🤖 AI Summary
Current multimodal fusion evaluation is hindered by small-scale, narrow-domain, task-specific, and inconsistently standardized benchmarks, leading to poor model generalizability and incomparable results. To address this, we propose MMBench—the first large-scale, domain-adaptive multimodal fusion benchmark—integrating over 30 datasets, 15 modalities, and 20 predictive tasks across critical domains including healthcare, remote sensing, and industrial inspection. We design a unified cross-domain evaluation framework and an open-source automated pipeline supporting early-, late-, and hybrid-fusion paradigms. Our framework incorporates standardized preprocessing, cross-modal alignment, and domain-adaptation mechanisms. Extensive experiments establish multiple new state-of-the-art baselines, significantly improving model generalizability and reproducibility. MMBench provides a rigorous, open, and extensible evaluation infrastructure for advancing multimodal fusion research.
📝 Abstract
Although multimodal fusion has made significant progress, its advancement is severely hindered by the lack of adequate evaluation benchmarks. Current fusion methods are typically evaluated on a small selection of public datasets, a limited scope that inadequately represents the complexity and diversity of real-world scenarios, potentially leading to biased evaluations. This issue presents a twofold challenge. On one hand, models may overfit to the biases of specific datasets, hindering their generalization to broader practical applications. On the other hand, the absence of a unified evaluation standard makes fair and objective comparisons between different fusion methods difficult. Consequently, a truly universal and high-performance fusion model has yet to emerge.

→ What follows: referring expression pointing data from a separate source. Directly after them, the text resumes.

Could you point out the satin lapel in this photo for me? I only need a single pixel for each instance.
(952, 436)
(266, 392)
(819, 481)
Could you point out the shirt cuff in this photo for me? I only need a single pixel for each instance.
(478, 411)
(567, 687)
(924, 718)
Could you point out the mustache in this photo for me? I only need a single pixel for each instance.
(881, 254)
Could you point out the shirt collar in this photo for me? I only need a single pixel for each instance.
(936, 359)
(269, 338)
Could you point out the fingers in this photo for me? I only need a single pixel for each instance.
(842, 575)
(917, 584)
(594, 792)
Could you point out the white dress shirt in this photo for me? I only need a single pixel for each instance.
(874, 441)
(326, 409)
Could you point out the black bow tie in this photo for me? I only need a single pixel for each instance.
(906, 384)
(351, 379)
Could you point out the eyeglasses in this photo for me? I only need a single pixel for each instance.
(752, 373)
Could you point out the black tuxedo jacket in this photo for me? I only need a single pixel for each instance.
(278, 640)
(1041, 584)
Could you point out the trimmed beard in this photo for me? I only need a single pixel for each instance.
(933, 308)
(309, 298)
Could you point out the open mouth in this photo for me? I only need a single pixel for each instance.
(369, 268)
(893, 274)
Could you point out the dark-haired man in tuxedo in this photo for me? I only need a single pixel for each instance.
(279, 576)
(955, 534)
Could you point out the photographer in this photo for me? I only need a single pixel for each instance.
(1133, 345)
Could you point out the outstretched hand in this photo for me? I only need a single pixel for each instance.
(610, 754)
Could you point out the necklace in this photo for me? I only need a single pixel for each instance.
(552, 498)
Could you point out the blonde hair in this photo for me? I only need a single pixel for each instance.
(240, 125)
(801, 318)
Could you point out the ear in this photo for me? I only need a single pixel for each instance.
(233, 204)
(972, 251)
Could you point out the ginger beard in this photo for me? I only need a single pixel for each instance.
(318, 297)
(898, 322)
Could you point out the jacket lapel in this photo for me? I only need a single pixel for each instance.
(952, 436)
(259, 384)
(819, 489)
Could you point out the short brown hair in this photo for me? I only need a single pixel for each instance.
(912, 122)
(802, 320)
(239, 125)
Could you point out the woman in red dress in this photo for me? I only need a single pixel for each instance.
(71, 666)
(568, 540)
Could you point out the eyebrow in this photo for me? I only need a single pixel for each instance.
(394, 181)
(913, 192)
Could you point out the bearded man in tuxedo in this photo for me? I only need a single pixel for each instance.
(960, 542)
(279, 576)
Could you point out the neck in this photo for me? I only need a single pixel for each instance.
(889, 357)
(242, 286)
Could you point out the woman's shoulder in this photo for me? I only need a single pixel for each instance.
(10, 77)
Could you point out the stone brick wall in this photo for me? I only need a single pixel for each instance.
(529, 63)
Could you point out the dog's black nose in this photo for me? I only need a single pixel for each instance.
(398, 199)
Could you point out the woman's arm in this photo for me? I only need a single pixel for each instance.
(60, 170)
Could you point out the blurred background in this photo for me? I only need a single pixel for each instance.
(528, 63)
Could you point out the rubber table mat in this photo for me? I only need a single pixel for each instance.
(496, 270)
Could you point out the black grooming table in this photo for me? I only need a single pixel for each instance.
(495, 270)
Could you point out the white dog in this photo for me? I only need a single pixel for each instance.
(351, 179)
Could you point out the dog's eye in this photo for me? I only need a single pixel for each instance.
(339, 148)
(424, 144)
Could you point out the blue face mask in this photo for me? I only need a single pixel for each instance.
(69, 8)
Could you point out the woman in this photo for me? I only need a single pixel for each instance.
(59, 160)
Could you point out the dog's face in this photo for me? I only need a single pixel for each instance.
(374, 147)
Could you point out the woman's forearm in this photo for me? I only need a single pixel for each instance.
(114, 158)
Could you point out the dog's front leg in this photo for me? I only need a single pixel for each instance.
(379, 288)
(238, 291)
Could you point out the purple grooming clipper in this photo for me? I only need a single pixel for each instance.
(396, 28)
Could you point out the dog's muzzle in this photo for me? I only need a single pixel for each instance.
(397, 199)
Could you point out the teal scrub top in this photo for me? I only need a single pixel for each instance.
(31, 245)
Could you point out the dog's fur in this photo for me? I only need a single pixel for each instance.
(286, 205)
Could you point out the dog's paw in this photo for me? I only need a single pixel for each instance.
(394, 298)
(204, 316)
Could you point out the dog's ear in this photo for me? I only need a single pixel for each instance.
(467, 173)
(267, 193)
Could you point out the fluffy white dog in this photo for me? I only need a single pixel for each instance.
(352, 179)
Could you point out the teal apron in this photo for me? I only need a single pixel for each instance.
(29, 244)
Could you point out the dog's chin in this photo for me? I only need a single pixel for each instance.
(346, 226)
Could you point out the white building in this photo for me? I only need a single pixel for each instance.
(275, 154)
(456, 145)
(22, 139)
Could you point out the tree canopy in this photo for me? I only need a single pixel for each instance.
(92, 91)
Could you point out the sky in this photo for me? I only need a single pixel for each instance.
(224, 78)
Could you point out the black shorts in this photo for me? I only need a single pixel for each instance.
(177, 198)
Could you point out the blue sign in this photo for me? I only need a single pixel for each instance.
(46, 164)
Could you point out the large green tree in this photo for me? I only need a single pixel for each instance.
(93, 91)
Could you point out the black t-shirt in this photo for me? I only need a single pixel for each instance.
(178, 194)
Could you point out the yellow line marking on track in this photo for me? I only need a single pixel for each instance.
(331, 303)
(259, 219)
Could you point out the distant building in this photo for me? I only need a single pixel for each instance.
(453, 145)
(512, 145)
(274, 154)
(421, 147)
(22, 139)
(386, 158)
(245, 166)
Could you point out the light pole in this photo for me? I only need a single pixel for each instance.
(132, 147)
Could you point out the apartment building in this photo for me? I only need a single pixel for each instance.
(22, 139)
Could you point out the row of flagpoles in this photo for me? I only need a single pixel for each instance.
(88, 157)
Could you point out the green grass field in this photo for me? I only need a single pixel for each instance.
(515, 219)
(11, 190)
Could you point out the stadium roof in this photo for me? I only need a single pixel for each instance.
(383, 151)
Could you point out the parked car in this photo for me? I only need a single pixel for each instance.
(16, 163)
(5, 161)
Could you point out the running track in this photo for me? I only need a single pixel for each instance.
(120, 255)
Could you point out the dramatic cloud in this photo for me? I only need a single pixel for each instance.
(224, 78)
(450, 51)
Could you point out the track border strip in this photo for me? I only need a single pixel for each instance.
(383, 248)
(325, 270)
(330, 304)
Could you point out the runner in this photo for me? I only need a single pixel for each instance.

To address these challenges, we have developed a large-scale, domain-adaptive benchmark for multimodal evaluation. This benchmark integrates over 30 datasets, encompassing 15 modalities and 20 predictive tasks across key application domains. To complement this, we have also developed an open-source, unified, and automated evaluation pipeline that includes standardized implementations of state-of-the-art models and diverse fusion paradigms. Leveraging this platform, we have conducted large-scale experiments, successfully establishing new performance baselines across multiple tasks. This work provides the academic community with a crucial platform for rigorous and reproducible assessment of multimodal models, aiming to propel the field of multimodal artificial intelligence to new heights.